Traditionally, the current season of the docutainment format "Drive To Survive" lands on the Netflix streaming service, a week before the new racing season begins. This is both irritating and ingenious at the same time: while Formula 1 fans are already thinking about the new cars, the new team compositions and possible surprises at the first race of the year (March 4th and 5th in Bahrain), the catapults popular show they suddenly go back a whole year. Back to the beginning of last season – the outcome of which we already know.
You might think that would be boring, but it isn't. Many events that were only experienced from the perspective of the viewer during the TV broadcast of the races are illuminated here with relish from the inside perspective of the teams. Swearing team bosses, contrite drivers, angry drivers, stunned mechanics. "Drive To Survive" gives a face to the often ridiculed racing. Instead of a documentary series, it often gives the feeling of a soap opera. Emotions, ambition, enmity, friendship, victory and defeat - not even "GZSZ" can keep up.
And as much as the cool, controlled Mercedes boss Toto Wolff or the talkative and camera-loving Red Bull boss Christian Horner would like to be the face of this show - in the end it's always Günther Steiner, boss of the rather weak Haas racing team, who wins the hearts of the audience wins. Furrowed face, cold sweat on his forehead, resignation in his eyes: there doesn't seem to be a breather for the man. Haas has a really solid car in 2022, but the Russian driver Nikolai Mazepin is promptly eliminated due to the sanctions against Russia. Probably not the biggest loss in principle - Mazepin's performances were far from satisfactory. But how do you get a new driver at such short notice?
Steiner has to call Kevin Magnussen from Denmark, whom he himself fired a few years earlier. Probably not the most pleasant call. And then Magnussen also does a 1A job - which seems to both confuse and shame the team boss.
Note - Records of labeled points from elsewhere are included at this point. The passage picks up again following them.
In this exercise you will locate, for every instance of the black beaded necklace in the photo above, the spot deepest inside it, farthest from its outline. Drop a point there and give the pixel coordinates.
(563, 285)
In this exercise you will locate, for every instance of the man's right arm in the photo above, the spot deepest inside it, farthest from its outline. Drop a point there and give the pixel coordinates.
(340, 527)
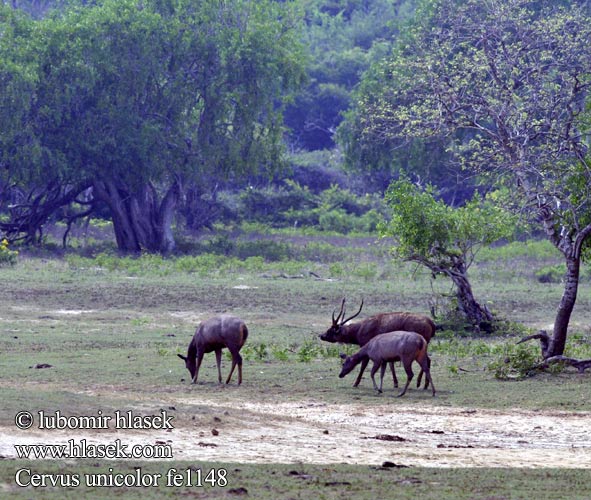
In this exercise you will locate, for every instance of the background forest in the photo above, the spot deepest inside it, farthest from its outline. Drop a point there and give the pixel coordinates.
(445, 126)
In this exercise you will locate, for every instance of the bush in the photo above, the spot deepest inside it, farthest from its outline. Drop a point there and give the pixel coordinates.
(515, 361)
(7, 257)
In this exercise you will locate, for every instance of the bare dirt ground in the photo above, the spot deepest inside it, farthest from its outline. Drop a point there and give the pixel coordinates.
(321, 433)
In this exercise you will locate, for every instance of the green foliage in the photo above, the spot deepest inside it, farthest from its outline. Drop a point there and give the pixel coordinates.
(343, 39)
(309, 350)
(556, 274)
(437, 235)
(332, 210)
(515, 361)
(7, 257)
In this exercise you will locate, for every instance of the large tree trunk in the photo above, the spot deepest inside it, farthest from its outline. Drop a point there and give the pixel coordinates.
(473, 312)
(565, 309)
(140, 221)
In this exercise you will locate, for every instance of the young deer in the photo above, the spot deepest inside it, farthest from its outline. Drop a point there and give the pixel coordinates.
(362, 332)
(386, 347)
(213, 335)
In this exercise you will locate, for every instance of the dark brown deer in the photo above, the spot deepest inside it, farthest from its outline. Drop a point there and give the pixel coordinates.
(388, 347)
(213, 335)
(362, 332)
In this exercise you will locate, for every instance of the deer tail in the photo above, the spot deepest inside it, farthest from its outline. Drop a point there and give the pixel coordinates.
(422, 352)
(243, 332)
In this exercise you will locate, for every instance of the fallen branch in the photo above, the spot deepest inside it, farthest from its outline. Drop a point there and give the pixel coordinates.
(580, 365)
(544, 338)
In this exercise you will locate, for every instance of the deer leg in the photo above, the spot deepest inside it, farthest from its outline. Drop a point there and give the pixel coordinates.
(393, 374)
(382, 372)
(236, 360)
(409, 375)
(374, 369)
(197, 366)
(426, 367)
(421, 375)
(361, 370)
(218, 360)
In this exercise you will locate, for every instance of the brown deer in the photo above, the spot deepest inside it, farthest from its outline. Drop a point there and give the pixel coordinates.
(388, 347)
(362, 332)
(213, 335)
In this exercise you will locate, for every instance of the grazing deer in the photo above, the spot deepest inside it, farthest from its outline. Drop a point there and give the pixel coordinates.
(387, 347)
(213, 335)
(362, 332)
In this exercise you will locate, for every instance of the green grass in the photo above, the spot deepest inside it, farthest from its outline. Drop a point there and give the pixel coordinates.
(111, 328)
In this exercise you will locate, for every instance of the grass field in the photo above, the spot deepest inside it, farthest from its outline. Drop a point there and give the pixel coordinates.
(110, 329)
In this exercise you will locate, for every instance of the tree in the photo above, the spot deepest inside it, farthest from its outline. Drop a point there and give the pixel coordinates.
(513, 80)
(445, 239)
(142, 98)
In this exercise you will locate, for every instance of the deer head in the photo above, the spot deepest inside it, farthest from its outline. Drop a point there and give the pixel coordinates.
(334, 333)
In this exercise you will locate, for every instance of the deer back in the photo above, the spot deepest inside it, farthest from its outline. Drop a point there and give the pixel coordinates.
(221, 331)
(396, 321)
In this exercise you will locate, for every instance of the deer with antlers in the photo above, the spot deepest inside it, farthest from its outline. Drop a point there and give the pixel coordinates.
(360, 333)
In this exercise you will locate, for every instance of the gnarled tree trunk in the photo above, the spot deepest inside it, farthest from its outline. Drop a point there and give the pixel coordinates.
(476, 314)
(140, 220)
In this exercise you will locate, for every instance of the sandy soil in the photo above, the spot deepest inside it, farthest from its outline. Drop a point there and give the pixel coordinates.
(353, 434)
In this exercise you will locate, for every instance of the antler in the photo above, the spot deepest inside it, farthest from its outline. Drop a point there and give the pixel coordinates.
(355, 315)
(341, 312)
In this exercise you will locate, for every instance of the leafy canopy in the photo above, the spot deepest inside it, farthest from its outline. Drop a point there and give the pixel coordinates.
(428, 231)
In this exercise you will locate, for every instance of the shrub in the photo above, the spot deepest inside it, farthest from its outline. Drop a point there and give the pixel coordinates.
(7, 256)
(515, 361)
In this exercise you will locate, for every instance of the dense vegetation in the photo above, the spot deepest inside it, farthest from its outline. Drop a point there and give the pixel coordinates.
(172, 118)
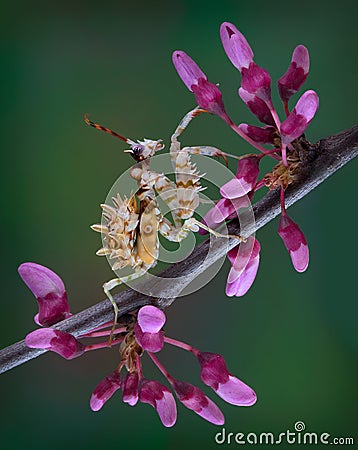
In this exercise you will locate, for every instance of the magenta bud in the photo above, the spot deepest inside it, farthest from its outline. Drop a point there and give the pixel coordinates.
(151, 342)
(151, 319)
(214, 373)
(224, 209)
(207, 94)
(161, 399)
(295, 242)
(187, 69)
(57, 341)
(49, 291)
(299, 119)
(193, 398)
(257, 106)
(236, 46)
(209, 97)
(296, 73)
(245, 180)
(265, 135)
(104, 391)
(245, 259)
(130, 388)
(257, 81)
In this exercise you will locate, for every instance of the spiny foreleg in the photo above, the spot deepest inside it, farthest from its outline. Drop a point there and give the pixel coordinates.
(111, 284)
(175, 144)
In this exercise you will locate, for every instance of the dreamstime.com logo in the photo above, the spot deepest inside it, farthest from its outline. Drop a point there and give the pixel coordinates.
(298, 436)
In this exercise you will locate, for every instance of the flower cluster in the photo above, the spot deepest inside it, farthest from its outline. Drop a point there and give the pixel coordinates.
(285, 140)
(140, 332)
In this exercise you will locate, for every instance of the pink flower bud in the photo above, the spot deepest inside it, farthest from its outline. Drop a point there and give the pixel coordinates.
(214, 373)
(257, 106)
(296, 73)
(224, 209)
(299, 119)
(161, 399)
(209, 97)
(151, 342)
(151, 319)
(193, 398)
(245, 180)
(57, 341)
(257, 81)
(130, 388)
(187, 69)
(148, 328)
(245, 259)
(295, 242)
(236, 46)
(104, 391)
(265, 135)
(49, 291)
(207, 94)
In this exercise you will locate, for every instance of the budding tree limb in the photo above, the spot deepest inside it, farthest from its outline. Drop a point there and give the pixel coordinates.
(326, 157)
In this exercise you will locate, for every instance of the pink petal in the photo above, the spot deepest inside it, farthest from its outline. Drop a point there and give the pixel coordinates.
(167, 409)
(41, 280)
(296, 74)
(49, 291)
(257, 106)
(257, 81)
(104, 391)
(57, 341)
(193, 398)
(161, 399)
(151, 319)
(151, 342)
(235, 392)
(213, 369)
(214, 373)
(235, 188)
(187, 69)
(242, 284)
(240, 256)
(264, 135)
(236, 46)
(130, 388)
(295, 242)
(299, 119)
(209, 97)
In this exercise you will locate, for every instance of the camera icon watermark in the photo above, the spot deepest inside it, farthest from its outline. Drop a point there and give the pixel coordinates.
(297, 436)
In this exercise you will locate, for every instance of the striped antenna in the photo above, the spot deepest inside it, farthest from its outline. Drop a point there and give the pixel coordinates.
(106, 130)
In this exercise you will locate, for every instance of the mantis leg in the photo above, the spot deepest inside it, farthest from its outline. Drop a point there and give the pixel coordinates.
(111, 284)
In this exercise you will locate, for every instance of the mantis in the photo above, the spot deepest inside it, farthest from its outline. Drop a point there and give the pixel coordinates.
(130, 231)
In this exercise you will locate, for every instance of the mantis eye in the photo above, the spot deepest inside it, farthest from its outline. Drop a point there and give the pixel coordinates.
(137, 150)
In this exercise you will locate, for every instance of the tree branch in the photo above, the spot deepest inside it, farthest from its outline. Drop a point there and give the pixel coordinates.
(324, 158)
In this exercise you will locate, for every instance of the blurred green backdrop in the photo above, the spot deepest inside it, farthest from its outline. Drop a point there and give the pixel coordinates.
(292, 337)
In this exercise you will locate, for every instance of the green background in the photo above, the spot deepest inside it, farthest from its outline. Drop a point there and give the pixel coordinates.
(292, 337)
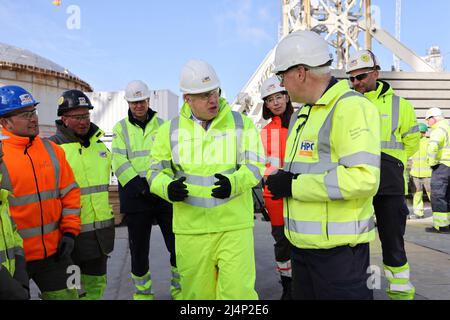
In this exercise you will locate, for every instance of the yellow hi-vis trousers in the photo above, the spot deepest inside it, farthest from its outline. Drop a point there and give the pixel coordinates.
(217, 266)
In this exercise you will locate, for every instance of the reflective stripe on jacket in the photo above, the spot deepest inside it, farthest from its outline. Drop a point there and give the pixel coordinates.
(334, 146)
(11, 244)
(131, 148)
(419, 165)
(183, 148)
(45, 199)
(439, 144)
(91, 164)
(400, 134)
(274, 137)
Next problem: Mick Schumacher, the second driver in the stable, does not deliver compared to Magnussen, but crashes the expensive vehicle several times. Steiner is under pressure from team owner Gene Haas to get rid of the 23-year-old, while on the other hand all German fans feel like cheering for Schumacher junior and Mother Corinna is sitting in the backstage area in person, with whom no one from the motorsport industry really messes would want, out of respect. A bitter situation ... as always.
We also watch as Mercedes, for the first time in what feels like decades, struggles with a car that doesn't run perfectly. And how Ferrari tumbled down the table from a terrific start to the season through one strategy mistake after the other. And again, as an audience, we know how this will turn out: Ferrari team boss Mattia Binotto, who repeatedly has sympathetic appearances in "Drive To Survive", will have to go at the end of the season. Mick Schumacher will also have to leave at the end of the season. There you sit in front of the television and sigh pitifully.
Of course, the question of who will win in the end is all about the fastest cars and the best drivers. But the whole thing only becomes entertaining when you know all the faces and stories behind the fast cars, when you know what a crash means for a team like Haas (namely that Günther Steiner murmurs depressed: 'I'll have to call Gene' and has to shuffle to his office) and that a victory for Ferrari driver Carlos Sainz does not have to make Ferrari very happy. At the end of the day, it's always the people behind the machines that are interesting.
Drive To Survive Season 5 is streaming now on Netflix.